THE ETHICS OF GROWTH AND INVESTMENT IN THE AGE OF AI

11
Sep
2018

Image titleThroughout history, major industrial shifts have prompted an examination of the practical and ethical impacts of technological advancements on how people live, how society develops, how systems work and how economic value is created. At the dawn of the Fourth Industrial Revolution, the world finds itself in such a transition; resulting both from technology and the increasing challenges associated with sustainable development.

This transition has significant implications on both management and capital as expectations from stakeholders change, the speed and scale of corporate impact increases, and laws and regulation try and stay abreast.

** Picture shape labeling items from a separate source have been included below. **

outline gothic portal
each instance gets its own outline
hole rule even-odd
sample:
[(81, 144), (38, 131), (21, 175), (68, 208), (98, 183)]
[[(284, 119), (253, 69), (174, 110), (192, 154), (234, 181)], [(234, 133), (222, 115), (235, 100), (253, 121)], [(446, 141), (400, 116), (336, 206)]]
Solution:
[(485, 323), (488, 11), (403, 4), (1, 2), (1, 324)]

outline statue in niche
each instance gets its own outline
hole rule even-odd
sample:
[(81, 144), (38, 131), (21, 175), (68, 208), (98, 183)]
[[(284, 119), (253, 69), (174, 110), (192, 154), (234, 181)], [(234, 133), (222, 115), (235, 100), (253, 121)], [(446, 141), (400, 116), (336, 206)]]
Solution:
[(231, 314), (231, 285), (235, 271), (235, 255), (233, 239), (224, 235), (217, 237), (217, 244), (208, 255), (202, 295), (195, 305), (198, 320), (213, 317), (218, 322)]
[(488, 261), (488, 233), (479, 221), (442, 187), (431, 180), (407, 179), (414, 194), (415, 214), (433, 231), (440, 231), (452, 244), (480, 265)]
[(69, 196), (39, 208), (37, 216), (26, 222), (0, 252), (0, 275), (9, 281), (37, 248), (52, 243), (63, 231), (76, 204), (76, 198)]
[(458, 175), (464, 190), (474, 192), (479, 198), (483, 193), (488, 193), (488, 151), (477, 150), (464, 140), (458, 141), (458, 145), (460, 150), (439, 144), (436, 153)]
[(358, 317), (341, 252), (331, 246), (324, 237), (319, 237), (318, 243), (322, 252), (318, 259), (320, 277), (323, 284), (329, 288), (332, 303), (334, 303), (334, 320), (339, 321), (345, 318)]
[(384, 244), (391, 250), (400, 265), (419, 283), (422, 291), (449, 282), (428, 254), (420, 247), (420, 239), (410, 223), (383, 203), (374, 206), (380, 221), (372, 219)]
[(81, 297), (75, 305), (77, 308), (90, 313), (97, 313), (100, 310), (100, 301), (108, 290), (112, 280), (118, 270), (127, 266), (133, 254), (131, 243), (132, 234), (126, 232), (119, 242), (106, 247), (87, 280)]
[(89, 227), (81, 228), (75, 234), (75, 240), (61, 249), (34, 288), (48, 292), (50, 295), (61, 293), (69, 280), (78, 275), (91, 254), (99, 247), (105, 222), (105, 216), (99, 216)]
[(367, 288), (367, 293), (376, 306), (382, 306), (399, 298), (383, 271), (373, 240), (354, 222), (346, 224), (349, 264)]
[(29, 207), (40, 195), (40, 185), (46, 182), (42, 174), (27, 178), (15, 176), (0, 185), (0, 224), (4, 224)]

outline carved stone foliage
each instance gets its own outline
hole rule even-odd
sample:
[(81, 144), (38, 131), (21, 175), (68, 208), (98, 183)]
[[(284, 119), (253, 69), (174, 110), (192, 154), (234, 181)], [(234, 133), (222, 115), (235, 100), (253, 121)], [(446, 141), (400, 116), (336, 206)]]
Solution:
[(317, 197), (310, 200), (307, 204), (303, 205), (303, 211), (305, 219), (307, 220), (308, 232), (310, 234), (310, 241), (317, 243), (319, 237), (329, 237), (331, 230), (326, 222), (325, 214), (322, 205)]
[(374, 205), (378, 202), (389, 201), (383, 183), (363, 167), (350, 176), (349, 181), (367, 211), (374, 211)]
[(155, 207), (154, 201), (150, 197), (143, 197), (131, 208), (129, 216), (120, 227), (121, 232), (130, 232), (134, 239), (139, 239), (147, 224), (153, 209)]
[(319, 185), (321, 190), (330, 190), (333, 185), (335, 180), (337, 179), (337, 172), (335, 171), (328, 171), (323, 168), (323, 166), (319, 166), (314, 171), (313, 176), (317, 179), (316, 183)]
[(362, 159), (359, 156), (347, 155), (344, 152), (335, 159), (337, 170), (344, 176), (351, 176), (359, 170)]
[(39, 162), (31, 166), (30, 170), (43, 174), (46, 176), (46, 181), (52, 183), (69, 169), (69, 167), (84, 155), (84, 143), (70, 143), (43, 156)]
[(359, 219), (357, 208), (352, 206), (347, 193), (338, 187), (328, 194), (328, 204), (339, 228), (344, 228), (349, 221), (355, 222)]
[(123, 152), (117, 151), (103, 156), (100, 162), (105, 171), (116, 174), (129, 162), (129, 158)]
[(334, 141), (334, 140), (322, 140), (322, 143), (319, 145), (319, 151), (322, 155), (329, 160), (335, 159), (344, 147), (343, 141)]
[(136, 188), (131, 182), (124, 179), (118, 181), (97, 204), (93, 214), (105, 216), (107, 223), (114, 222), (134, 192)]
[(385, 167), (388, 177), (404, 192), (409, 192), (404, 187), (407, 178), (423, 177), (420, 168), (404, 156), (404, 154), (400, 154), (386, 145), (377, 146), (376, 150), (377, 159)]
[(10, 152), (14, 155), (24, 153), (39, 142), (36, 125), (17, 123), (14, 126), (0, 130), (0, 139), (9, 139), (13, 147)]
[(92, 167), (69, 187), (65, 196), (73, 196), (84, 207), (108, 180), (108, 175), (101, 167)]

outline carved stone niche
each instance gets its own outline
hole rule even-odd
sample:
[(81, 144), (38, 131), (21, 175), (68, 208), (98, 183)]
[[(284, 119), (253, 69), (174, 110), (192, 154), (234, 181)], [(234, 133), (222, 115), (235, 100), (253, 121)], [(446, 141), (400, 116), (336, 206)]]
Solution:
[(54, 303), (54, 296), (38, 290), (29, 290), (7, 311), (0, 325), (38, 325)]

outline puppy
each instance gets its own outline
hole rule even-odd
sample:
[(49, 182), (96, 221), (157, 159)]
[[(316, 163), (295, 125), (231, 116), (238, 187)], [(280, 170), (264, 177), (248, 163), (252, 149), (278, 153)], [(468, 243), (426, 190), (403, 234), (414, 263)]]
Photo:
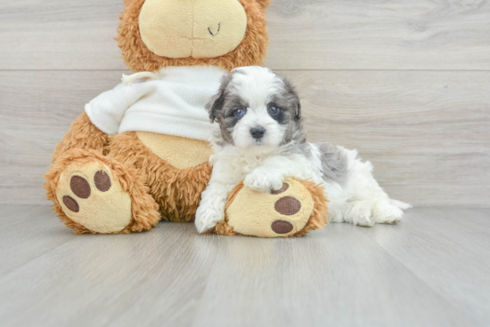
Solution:
[(270, 69), (233, 70), (206, 108), (219, 128), (211, 140), (213, 172), (196, 212), (200, 233), (225, 219), (228, 193), (241, 180), (258, 192), (280, 189), (293, 176), (322, 183), (334, 222), (393, 224), (410, 207), (389, 199), (357, 151), (306, 142), (298, 93)]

Corporations and investors have wrestled with issues of technological transformation before, but the nature of the fourth industrial revolution and its global context makes it uniquely challenging. Underlying trends include:

  • Interconnectedness: as the interconnectedness of global business models and value chains increase, so does the societal, political and environmental impact of those decisions. Corporations and Investors will increasingly operate in a world where the ethical dimensions of their choices reach further and have greater potential impact;
  • Transparency: with the world more connected now than ever, uninterrupted information flows bringing to light the consequences of corporate, investor and individual decisions almost instantly, allowing society to discuss and act on their moral and ethical aspects in “real-time”. Transparency means increased external impact goes hand in hand with stakeholders’ perceptions;
  • Computational decision making: algorithm-directed operations generate their greatest value not by supporting human choice and behavior, but by taking people out of the decision/action loop entirely. In ethical, as well as practical, terms, this is entirely new terrain, unprecedented and uncomfortable, making proper assessment of impact and therefore implications for businesses difficult, whilst potentially enlarging that impact enormously.

 

It’s clear that the circle of responsibility that a corporate needs to consider is ever increasing, and that the nature of that responsibility and how it is managed is increasingly important. But this is uncharted territory for all: it’s not as easy as assessing impact, evaluating that impact on commonly understood criteria and acting accordingly.

This does not exonerate business, but increases the need to continuously inquire into the ethical dimension of their decisions: are actions that are now technically and legally possible bad or wrong to do? What principles of fairness should govern who gets access to critical, but scarce, resources or education or economic benefits? Who should be responsible? Who should be accountable? Who should bear the pain and the risk? And what – if anything – should be done to help those who are harmed or whose jobs are lost?

In this world, managers will either get their arms around such challenges and capitalize on the associated opportunities or will fail to do so, finding themselves either:

  • Miscalculating the risks associated with the magnitude and complexity of the effects of their decisions on society, economic activity and the way this influences their stakeholders; or
  • Capitalizing on technological advancements in a way that demonstrably reflects their broader impact; creating sustainable shareholder value based on public trust as much as on efficient business practices.

Accordingly, in its Task Force session on Ethics, Deloitte will focus on:

  • Are the ethical expectations of business really different now? Why?
  • What are the key risks and opportunities?
  • What practical advice do we have for both managers and investors?